His poetry has been published widely and Bennett has grasped the internet as a tool for poets and helped create the most visited independent website in the world for poets and writers, Poetry Kit. Poetry Kit was created in 1998 by Ted Slade and Bennett worked with him on developing and editing on-line Poetry magazines until Ted's death in 2004 when he took over as the sole owner and principal editor of the site and its spin off magazines.

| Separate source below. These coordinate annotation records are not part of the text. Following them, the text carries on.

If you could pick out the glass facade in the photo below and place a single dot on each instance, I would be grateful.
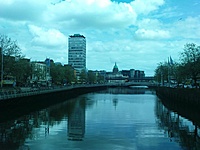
(77, 52)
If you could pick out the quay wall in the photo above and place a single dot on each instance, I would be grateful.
(184, 101)
(183, 96)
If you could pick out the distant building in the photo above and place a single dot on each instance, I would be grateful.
(116, 76)
(41, 73)
(77, 52)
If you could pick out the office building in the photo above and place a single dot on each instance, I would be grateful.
(77, 52)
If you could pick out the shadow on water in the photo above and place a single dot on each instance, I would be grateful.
(13, 133)
(181, 124)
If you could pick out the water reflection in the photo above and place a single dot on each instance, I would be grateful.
(120, 120)
(178, 128)
(76, 121)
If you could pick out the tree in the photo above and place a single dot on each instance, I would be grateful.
(14, 63)
(91, 77)
(190, 61)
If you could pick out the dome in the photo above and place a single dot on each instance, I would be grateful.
(115, 69)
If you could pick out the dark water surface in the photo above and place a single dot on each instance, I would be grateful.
(116, 119)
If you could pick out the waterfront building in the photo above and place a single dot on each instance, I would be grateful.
(77, 53)
(41, 73)
(116, 76)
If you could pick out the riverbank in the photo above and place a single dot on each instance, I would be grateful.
(183, 96)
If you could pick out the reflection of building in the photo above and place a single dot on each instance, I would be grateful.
(76, 123)
(77, 52)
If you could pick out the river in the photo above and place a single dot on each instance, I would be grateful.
(114, 119)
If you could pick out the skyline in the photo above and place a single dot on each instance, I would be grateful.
(135, 34)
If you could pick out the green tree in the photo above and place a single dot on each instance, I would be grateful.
(190, 61)
(14, 63)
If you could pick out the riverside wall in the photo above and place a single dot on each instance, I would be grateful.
(183, 96)
(186, 102)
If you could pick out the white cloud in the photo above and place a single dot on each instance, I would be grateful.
(47, 37)
(146, 6)
(144, 34)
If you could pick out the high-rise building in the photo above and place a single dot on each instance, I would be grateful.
(77, 52)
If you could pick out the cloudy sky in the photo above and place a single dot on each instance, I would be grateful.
(136, 34)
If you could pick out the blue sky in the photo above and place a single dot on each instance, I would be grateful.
(135, 34)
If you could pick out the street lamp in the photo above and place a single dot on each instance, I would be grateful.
(1, 49)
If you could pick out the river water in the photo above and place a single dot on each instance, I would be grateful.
(115, 119)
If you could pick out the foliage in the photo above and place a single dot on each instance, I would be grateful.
(190, 61)
(188, 68)
(14, 63)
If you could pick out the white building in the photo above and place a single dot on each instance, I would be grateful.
(77, 52)
(40, 73)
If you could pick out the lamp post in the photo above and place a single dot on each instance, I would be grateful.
(1, 49)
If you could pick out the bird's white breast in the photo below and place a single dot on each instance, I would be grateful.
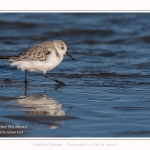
(40, 66)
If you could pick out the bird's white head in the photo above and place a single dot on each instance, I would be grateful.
(61, 47)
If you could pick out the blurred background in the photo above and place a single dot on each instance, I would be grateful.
(107, 86)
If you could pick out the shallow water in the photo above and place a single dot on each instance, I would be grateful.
(107, 91)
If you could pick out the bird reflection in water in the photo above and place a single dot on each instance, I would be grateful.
(40, 108)
(40, 104)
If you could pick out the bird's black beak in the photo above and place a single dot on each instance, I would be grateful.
(70, 55)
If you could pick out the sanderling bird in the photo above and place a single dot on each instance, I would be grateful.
(40, 58)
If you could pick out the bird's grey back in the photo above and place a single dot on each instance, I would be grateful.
(36, 52)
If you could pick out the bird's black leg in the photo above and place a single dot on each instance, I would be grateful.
(51, 78)
(25, 79)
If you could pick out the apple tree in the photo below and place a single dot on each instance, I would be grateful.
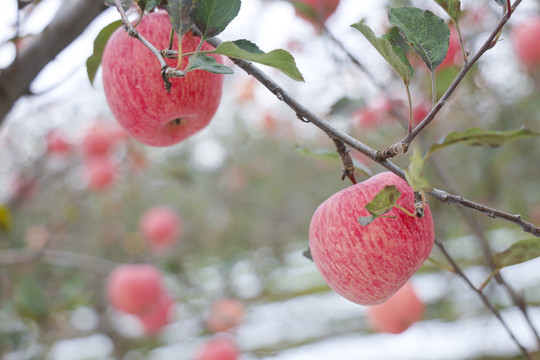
(162, 210)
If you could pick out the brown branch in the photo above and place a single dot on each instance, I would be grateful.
(69, 22)
(488, 44)
(167, 72)
(458, 271)
(346, 160)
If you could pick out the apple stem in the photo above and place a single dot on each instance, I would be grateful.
(195, 53)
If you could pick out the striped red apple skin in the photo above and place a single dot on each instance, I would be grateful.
(135, 90)
(367, 264)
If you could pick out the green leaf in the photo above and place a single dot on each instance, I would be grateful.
(384, 201)
(517, 253)
(213, 16)
(181, 14)
(452, 8)
(307, 10)
(482, 137)
(149, 5)
(6, 220)
(94, 60)
(244, 49)
(391, 52)
(209, 63)
(29, 300)
(426, 32)
(333, 157)
(414, 173)
(126, 4)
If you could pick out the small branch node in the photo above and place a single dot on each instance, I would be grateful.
(346, 160)
(302, 118)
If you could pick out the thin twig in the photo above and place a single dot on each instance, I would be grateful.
(346, 160)
(167, 72)
(482, 297)
(488, 44)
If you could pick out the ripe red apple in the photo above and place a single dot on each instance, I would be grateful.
(136, 93)
(454, 55)
(135, 288)
(525, 37)
(218, 348)
(225, 314)
(367, 264)
(319, 10)
(160, 315)
(100, 173)
(160, 226)
(396, 314)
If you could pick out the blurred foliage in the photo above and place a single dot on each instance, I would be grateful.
(246, 215)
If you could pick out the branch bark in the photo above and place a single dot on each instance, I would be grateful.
(70, 21)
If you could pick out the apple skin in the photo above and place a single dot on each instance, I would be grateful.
(323, 8)
(225, 314)
(395, 315)
(220, 347)
(160, 226)
(135, 288)
(525, 40)
(366, 265)
(136, 93)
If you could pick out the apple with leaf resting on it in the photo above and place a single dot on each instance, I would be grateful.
(135, 89)
(367, 263)
(396, 314)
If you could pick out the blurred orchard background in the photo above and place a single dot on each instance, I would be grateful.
(245, 189)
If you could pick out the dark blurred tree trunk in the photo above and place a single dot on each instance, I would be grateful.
(69, 22)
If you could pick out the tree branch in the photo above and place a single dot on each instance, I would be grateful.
(69, 22)
(483, 298)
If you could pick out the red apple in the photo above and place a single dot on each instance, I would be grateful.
(367, 264)
(525, 37)
(317, 11)
(225, 314)
(454, 55)
(136, 93)
(396, 314)
(160, 225)
(218, 348)
(135, 288)
(57, 143)
(100, 173)
(160, 315)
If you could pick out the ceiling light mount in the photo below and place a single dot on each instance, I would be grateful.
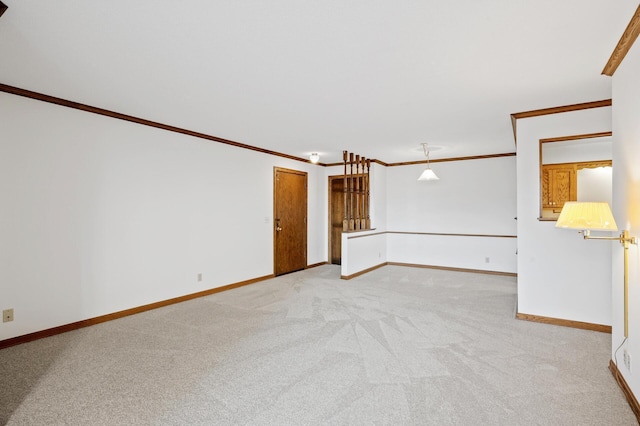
(427, 174)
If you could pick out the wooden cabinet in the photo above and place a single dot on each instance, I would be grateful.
(559, 185)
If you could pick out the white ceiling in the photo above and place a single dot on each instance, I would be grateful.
(374, 77)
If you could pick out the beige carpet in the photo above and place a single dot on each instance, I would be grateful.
(398, 346)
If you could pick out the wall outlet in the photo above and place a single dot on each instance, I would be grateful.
(7, 315)
(626, 356)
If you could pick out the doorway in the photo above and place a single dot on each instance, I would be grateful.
(290, 220)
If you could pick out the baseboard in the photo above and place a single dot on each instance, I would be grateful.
(448, 268)
(357, 274)
(132, 311)
(565, 323)
(626, 390)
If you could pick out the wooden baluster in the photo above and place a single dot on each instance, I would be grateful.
(351, 219)
(357, 191)
(345, 221)
(368, 222)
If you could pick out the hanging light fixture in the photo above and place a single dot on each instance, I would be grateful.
(428, 174)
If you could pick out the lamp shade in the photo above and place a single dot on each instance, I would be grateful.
(592, 216)
(428, 174)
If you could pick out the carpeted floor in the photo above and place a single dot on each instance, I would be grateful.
(397, 346)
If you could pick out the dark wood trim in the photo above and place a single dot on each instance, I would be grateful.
(112, 114)
(444, 160)
(622, 48)
(315, 265)
(565, 323)
(116, 315)
(577, 137)
(626, 390)
(364, 271)
(382, 163)
(351, 237)
(447, 268)
(555, 110)
(453, 235)
(430, 233)
(561, 109)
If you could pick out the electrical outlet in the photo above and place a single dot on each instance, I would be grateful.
(626, 356)
(7, 315)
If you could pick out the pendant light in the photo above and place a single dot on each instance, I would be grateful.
(428, 174)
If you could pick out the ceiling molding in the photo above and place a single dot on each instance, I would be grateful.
(622, 48)
(554, 110)
(112, 114)
(445, 160)
(577, 137)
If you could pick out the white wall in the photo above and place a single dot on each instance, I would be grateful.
(593, 149)
(475, 197)
(595, 185)
(626, 207)
(559, 274)
(100, 215)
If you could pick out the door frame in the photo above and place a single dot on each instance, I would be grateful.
(306, 212)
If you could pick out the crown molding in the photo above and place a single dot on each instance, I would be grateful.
(622, 48)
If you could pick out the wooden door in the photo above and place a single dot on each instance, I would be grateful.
(336, 216)
(290, 220)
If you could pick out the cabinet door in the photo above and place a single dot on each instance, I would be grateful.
(558, 185)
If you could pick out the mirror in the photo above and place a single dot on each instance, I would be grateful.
(574, 168)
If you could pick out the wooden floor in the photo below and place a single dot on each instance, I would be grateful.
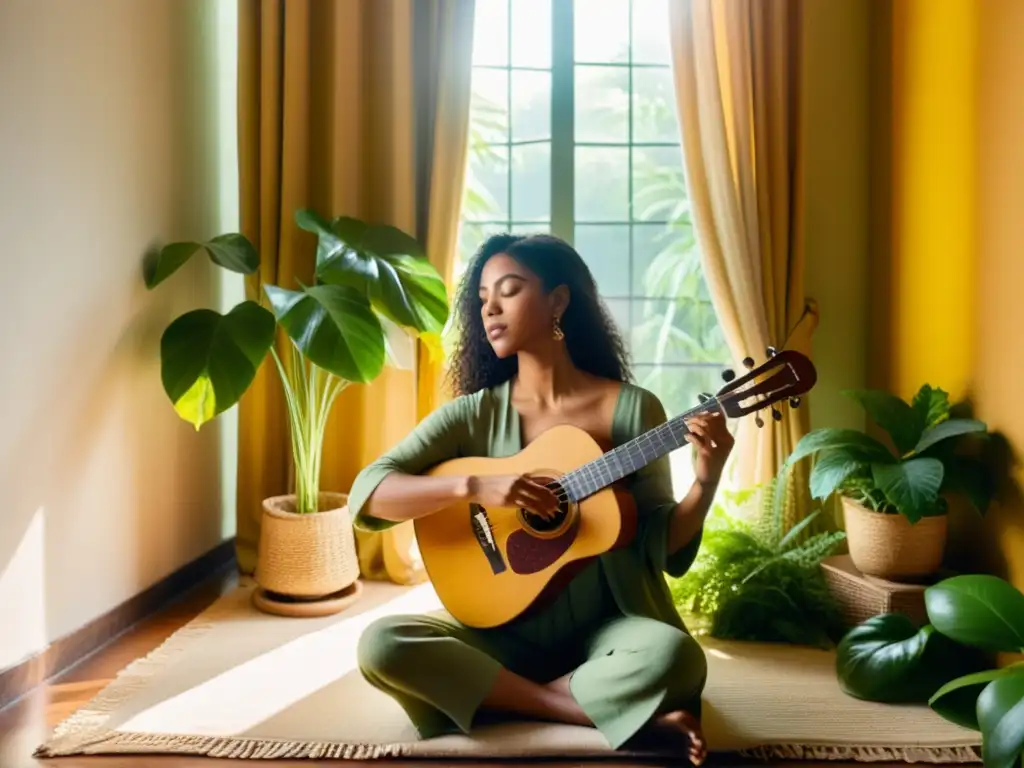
(27, 723)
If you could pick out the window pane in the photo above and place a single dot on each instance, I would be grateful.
(539, 227)
(602, 183)
(488, 111)
(683, 329)
(491, 33)
(602, 105)
(530, 105)
(669, 330)
(658, 185)
(601, 30)
(605, 248)
(530, 33)
(531, 182)
(653, 105)
(486, 196)
(471, 236)
(678, 386)
(620, 311)
(650, 32)
(665, 260)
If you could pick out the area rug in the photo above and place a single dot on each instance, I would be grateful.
(238, 683)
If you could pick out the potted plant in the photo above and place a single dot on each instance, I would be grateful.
(952, 663)
(896, 499)
(370, 282)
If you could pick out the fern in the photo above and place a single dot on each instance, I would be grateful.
(757, 580)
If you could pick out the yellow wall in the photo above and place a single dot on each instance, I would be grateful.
(998, 327)
(836, 52)
(946, 223)
(109, 141)
(933, 185)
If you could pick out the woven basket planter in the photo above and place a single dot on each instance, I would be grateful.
(306, 557)
(891, 547)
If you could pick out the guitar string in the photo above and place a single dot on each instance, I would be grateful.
(638, 442)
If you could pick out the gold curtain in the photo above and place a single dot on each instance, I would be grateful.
(355, 108)
(736, 71)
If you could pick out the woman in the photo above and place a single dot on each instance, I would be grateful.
(537, 349)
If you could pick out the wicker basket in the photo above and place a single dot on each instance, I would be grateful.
(306, 557)
(889, 546)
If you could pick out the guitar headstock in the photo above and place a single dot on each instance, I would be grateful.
(784, 376)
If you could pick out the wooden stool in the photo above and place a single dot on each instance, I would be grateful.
(861, 597)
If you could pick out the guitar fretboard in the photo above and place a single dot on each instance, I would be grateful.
(632, 456)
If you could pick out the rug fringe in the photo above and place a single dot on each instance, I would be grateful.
(865, 754)
(224, 747)
(88, 724)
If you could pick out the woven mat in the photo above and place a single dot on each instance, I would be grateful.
(238, 683)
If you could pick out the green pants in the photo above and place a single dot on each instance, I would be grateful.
(626, 672)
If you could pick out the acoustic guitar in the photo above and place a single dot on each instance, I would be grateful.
(492, 565)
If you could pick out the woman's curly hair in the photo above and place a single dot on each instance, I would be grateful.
(592, 339)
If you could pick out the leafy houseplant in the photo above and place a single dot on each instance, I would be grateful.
(889, 658)
(757, 581)
(896, 500)
(370, 282)
(947, 662)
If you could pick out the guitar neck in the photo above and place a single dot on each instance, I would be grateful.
(633, 456)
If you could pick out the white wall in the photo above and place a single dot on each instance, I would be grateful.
(114, 135)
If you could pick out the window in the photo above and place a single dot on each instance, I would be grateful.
(573, 131)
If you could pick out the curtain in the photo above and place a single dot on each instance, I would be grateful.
(736, 73)
(355, 108)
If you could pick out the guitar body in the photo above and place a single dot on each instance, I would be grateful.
(492, 565)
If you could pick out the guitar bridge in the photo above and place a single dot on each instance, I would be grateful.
(484, 532)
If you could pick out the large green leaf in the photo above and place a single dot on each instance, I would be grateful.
(209, 359)
(947, 429)
(889, 658)
(829, 471)
(384, 262)
(892, 414)
(1000, 715)
(856, 445)
(911, 486)
(978, 609)
(334, 327)
(231, 251)
(957, 699)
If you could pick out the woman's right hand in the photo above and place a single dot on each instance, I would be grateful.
(513, 491)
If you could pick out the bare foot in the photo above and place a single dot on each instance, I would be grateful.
(672, 731)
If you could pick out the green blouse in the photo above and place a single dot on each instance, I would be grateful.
(486, 424)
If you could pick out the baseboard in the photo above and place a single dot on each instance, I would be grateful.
(72, 648)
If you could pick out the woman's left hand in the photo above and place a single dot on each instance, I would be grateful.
(713, 443)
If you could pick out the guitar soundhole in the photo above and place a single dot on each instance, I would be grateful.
(542, 525)
(558, 522)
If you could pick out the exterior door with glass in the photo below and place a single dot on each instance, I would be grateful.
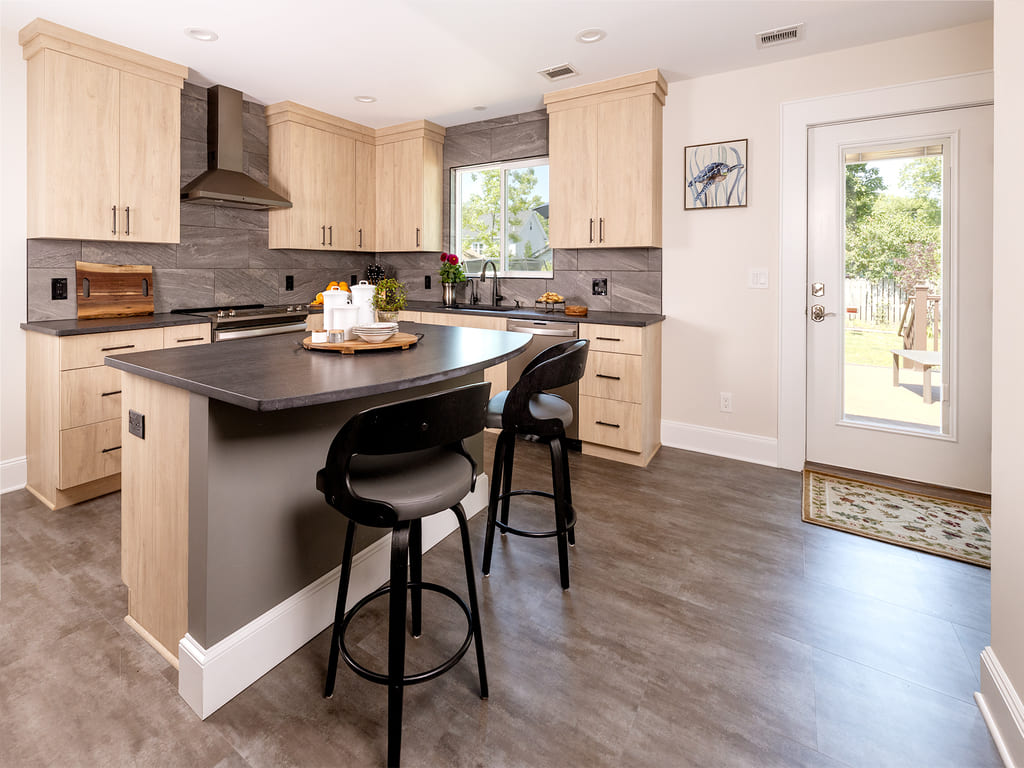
(899, 297)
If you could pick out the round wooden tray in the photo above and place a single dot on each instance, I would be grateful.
(399, 340)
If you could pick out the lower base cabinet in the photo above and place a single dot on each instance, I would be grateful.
(73, 409)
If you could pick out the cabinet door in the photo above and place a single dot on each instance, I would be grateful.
(573, 177)
(366, 192)
(626, 183)
(73, 147)
(151, 169)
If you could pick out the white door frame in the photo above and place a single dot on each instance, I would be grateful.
(961, 90)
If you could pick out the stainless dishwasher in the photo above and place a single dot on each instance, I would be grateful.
(547, 334)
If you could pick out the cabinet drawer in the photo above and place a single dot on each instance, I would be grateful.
(614, 377)
(88, 395)
(184, 336)
(89, 349)
(627, 339)
(89, 453)
(610, 423)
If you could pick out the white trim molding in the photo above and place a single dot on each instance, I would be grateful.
(13, 474)
(797, 117)
(1001, 709)
(748, 448)
(209, 678)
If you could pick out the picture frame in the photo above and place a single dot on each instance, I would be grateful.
(715, 175)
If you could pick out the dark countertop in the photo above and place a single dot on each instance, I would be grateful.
(609, 318)
(107, 325)
(274, 373)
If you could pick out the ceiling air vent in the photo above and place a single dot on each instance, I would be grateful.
(780, 36)
(559, 73)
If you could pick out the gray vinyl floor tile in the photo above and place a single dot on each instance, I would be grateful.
(706, 626)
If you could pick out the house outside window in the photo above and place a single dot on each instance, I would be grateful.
(500, 214)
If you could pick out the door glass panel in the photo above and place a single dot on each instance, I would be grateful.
(893, 311)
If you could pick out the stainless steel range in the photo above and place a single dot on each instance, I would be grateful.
(245, 321)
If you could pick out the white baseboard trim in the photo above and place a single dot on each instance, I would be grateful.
(1001, 709)
(208, 678)
(13, 474)
(747, 448)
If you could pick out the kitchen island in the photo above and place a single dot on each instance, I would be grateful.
(228, 552)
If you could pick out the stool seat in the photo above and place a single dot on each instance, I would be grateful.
(542, 407)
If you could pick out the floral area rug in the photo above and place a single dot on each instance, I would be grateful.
(962, 531)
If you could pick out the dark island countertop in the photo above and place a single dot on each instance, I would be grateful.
(274, 373)
(107, 325)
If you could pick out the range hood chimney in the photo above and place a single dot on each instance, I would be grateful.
(224, 183)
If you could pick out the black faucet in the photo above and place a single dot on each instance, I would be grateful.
(496, 297)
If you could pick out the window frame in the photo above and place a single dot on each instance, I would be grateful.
(455, 244)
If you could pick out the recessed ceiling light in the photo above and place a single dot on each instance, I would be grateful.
(198, 33)
(591, 35)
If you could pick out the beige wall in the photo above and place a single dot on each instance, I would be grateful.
(1008, 370)
(720, 335)
(12, 258)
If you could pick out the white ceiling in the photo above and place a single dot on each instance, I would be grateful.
(438, 58)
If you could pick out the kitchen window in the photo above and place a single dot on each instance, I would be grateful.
(500, 214)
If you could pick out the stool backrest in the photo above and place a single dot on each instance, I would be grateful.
(554, 367)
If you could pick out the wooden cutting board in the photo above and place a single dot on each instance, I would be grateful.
(112, 291)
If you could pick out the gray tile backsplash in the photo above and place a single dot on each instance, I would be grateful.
(222, 257)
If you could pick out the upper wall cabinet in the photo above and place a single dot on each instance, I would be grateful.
(104, 134)
(325, 165)
(605, 150)
(409, 186)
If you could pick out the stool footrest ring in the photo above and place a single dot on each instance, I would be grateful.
(420, 677)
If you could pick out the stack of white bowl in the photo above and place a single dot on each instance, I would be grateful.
(375, 333)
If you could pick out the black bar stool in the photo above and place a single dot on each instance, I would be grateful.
(527, 410)
(390, 467)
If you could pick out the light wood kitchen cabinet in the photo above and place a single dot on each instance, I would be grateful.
(409, 186)
(621, 392)
(320, 163)
(605, 157)
(74, 409)
(104, 129)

In August 2010 Bennett contributed to an eBook collection of political poems entitled Emergency Verse - Poetry in Defence of the Welfare State edited by Alan Morrison

He continues to write, tour and lecture regularly and in recent years has produced a series of internet based poetry courses which receive wide acclaim.

== Biographies ==
- Wade, Stephen (ed.); Gladsongs and Gatherings - Poetry in Liverpool.
- Jaki Florek and Paul Whelan; Liverpool Eric's 2009 Feeedback (sic)

== Bibliography ==

- Cartographer / Heswall - 2012 - Indigo Dreams
- Larkhill - 2009 - Searle Publishing
- The Man Who Tried to Hug Clouds - 1st 2005 reprint 2006 - Bluechrome
- Bold Street - 2008 - Mainstream
- 56 A Life in Pieces - 2008 - Starwood
- Down in Liverpool - 2001 CD spoken word and song - Long Neck Media

Other titles by Jim Bennett
Poetry books

Pen Pictures (Starwood - 1992)
Abercromby Anthology 1 (ed) (Liverpool University - 1997)
Abercromby Anthology 2 (ed) (Liverpool University - 1998)
Waiting For The Bone-yard... (allstar - 1985)
One More For The Bone-yard (allstar - 1988)
Abercromby Anthology 3 (Liverpool University - 1999)
Drums at New Brighton (Starwood 1996)

Chapbooks

Clocks (1997)
The Green Man of Bidston Moss (2002)
Elvis in Liverpool (2003)
Made in Liverpool (2004)
Never a Crossword (2005)
Other Than (2006)
56; A Life in Pieces (2008)
A Trip Down Jimgling Lane (2009)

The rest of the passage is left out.